Comment avez-vous vécu le côté physiquement éprouvant du tournage?

J’en ai profité. L’hostilité du terrain, de la nature, la pluie, le vent, les tornades, la difficulté de marcher, l’épuisement physique, psychologique, mental étaient tels que j’ai tout pris. A partir du moment où je dis oui, je vais jusqu’au bout. Ce n’est pas une question d’actrice, mais de tempérament. Et s’il m’arrive de me tromper, ça fait mal, mais là, ce n’est pas le cas.

L’épreuve constitue-t-elle un moyen de vous réinventer à chaque film?

Pas de me réinventer, de me trouver.
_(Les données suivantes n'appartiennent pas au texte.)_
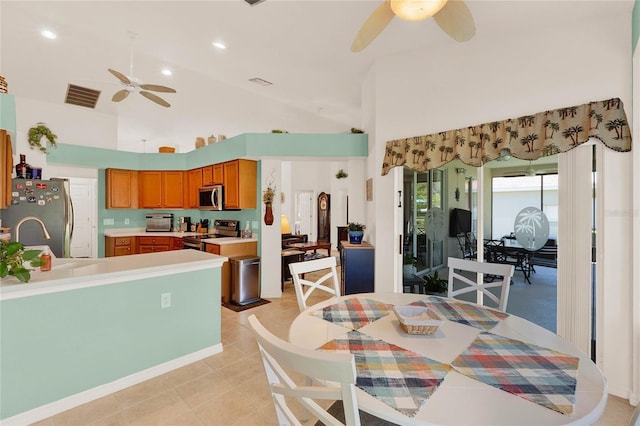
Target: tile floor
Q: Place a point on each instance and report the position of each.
(225, 389)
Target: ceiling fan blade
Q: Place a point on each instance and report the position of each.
(373, 26)
(155, 98)
(456, 20)
(123, 78)
(120, 95)
(156, 88)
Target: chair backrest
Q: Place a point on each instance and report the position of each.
(304, 287)
(501, 272)
(280, 357)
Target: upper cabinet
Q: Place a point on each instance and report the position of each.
(162, 189)
(240, 184)
(194, 182)
(121, 189)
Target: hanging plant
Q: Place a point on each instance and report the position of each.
(37, 132)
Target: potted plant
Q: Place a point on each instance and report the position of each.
(12, 258)
(267, 197)
(37, 132)
(434, 284)
(356, 231)
(409, 263)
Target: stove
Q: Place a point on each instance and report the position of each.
(221, 228)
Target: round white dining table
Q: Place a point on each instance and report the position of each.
(460, 400)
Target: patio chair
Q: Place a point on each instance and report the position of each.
(338, 369)
(304, 287)
(457, 267)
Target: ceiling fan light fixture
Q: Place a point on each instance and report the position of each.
(416, 10)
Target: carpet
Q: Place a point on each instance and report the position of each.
(240, 308)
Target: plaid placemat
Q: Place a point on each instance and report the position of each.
(353, 313)
(532, 372)
(400, 378)
(464, 313)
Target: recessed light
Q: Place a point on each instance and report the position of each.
(260, 81)
(48, 34)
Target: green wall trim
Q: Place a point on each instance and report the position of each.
(250, 145)
(635, 26)
(59, 344)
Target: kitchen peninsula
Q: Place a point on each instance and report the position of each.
(90, 327)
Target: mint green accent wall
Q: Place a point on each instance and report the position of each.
(8, 116)
(251, 145)
(635, 26)
(60, 344)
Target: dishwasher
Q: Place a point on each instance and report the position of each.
(245, 279)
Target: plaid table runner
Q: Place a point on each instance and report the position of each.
(464, 313)
(534, 373)
(353, 313)
(400, 378)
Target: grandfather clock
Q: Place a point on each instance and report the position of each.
(324, 217)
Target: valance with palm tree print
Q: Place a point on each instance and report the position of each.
(528, 137)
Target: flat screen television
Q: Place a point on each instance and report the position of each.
(459, 222)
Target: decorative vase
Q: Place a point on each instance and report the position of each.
(268, 215)
(355, 237)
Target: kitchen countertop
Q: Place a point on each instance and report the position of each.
(70, 274)
(140, 232)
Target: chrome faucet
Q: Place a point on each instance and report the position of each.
(28, 218)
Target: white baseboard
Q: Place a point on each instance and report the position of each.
(64, 404)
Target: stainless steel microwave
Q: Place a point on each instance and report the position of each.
(211, 197)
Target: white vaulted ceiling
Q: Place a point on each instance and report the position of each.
(301, 46)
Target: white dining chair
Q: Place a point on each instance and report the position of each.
(279, 357)
(459, 283)
(304, 287)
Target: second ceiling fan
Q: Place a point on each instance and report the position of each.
(133, 84)
(453, 17)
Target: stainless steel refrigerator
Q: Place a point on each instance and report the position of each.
(41, 208)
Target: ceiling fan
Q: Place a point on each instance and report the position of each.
(133, 84)
(453, 17)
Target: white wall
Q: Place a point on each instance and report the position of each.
(456, 85)
(73, 124)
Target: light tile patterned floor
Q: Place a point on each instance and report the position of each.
(226, 389)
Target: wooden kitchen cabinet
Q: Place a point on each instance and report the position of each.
(162, 189)
(153, 244)
(150, 189)
(213, 175)
(121, 189)
(218, 174)
(240, 184)
(248, 248)
(194, 182)
(119, 246)
(173, 189)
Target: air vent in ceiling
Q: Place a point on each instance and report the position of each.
(260, 81)
(81, 96)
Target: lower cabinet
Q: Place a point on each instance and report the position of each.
(119, 246)
(248, 248)
(154, 244)
(122, 246)
(357, 264)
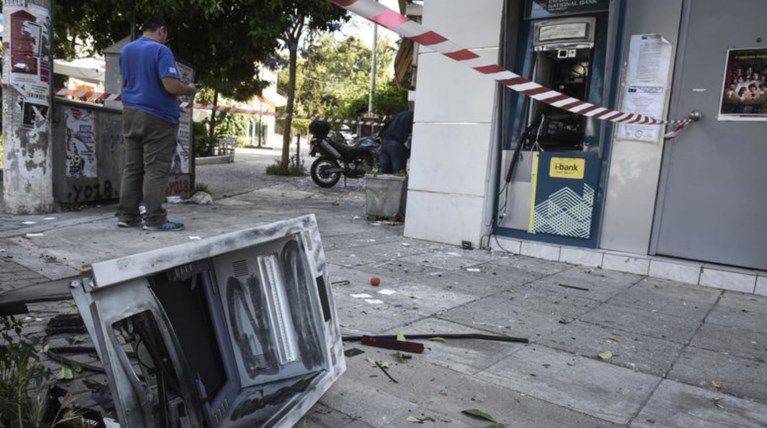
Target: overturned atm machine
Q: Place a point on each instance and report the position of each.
(238, 330)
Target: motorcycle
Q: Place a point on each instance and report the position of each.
(336, 158)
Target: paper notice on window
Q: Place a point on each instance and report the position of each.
(646, 85)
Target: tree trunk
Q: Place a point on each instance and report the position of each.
(292, 63)
(212, 127)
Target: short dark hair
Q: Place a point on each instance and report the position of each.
(153, 24)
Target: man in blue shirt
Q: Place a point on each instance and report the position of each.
(394, 154)
(150, 125)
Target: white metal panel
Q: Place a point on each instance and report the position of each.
(450, 158)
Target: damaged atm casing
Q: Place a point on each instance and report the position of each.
(237, 330)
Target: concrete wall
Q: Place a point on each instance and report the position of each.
(450, 177)
(634, 167)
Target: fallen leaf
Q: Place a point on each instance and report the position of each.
(717, 401)
(478, 413)
(65, 373)
(415, 420)
(605, 355)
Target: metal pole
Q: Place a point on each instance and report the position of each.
(373, 61)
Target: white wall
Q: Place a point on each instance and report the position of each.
(450, 172)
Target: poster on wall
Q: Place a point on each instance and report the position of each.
(181, 158)
(27, 44)
(80, 143)
(745, 84)
(647, 77)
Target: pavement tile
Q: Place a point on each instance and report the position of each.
(370, 254)
(437, 391)
(641, 321)
(738, 342)
(322, 416)
(549, 302)
(669, 298)
(466, 356)
(592, 387)
(746, 318)
(675, 404)
(500, 316)
(741, 377)
(589, 283)
(633, 351)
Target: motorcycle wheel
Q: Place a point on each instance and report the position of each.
(320, 175)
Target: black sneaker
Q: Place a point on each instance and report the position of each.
(133, 222)
(168, 226)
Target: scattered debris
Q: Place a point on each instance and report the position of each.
(574, 287)
(402, 358)
(353, 352)
(397, 345)
(442, 337)
(479, 414)
(605, 355)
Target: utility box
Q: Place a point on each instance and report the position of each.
(238, 330)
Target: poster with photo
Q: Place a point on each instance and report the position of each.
(81, 143)
(181, 163)
(27, 34)
(745, 84)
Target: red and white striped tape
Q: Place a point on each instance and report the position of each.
(102, 96)
(381, 15)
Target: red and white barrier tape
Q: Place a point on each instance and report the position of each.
(101, 97)
(381, 15)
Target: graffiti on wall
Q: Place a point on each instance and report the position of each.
(92, 192)
(80, 143)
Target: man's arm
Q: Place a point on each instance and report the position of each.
(175, 87)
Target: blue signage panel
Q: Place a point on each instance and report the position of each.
(549, 8)
(565, 194)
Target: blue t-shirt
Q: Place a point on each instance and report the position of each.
(143, 65)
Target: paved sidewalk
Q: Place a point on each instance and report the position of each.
(670, 342)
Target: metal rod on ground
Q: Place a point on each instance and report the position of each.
(445, 336)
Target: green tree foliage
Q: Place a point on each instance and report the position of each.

J’ai une curiosité qui fera écho en moi et fera grandir une nouvelle zone, un autre espace de cette terre que je laboure qui est la mienne. Nous sommes notre instrument: certains jouent du violon, un acteur est son violon. Mais il faut être solide pour faire ce métier. Je suis très tellurienne, et cela m’aide: je sais fermer la porte et rentrer chez moi.

Votre filmographie, jusqu’à tout récemment Disco ou, aujourd’hui, Vinyan vous voit régulièrement vousreconfigurer…

J’ai cela en moi. Je suis un instrument aux multiples couleurs. J’entends toujours dire que nous n’exploitons que 10 % de notre cerveau, de notre corps, mais les acteurs sont obligés d’exploiter beaucoup plus. Que ce soit de l’ordre du vécu ou de l’imagination, je trouve cela passionnant – nous sommes en état d’acuité en permanence. On fait des bagages, on est plein de choses dont l’on croit qu’elles vont être utiles. Et puis, sur le terrain, c’est toujours le chaos, ce qu’on a préparé ne sert à rien, et c’est justement ce qui va être bon: s’abandonner, se lâcher, admettre qu’on passe un moment hors de sa vie, mais qui va s’y intégrer ensuite. Il y a avant tout pour moi une notion de plaisir: je vais faire un voyage, et je ne sais pas où je vais.

Tourner à intervalles réguliers avec quelqu’un comme André Téchiné est-ce placer quelques balises?

C’est parce qu’il y a André, Jacques Rivette ou qu’il y a eu Claude Sautet que je peux faire le reste. C’est comme la danse classique: une sorte de colonne vertébrale. On peut y voir une suite de paternités: sans eux, je ne serais pas là. Chaque fois que je retourne chez André, j’en reprends pour dix ans. J’ai besoin qu’à un moment donné, on me dépose devant sa porte.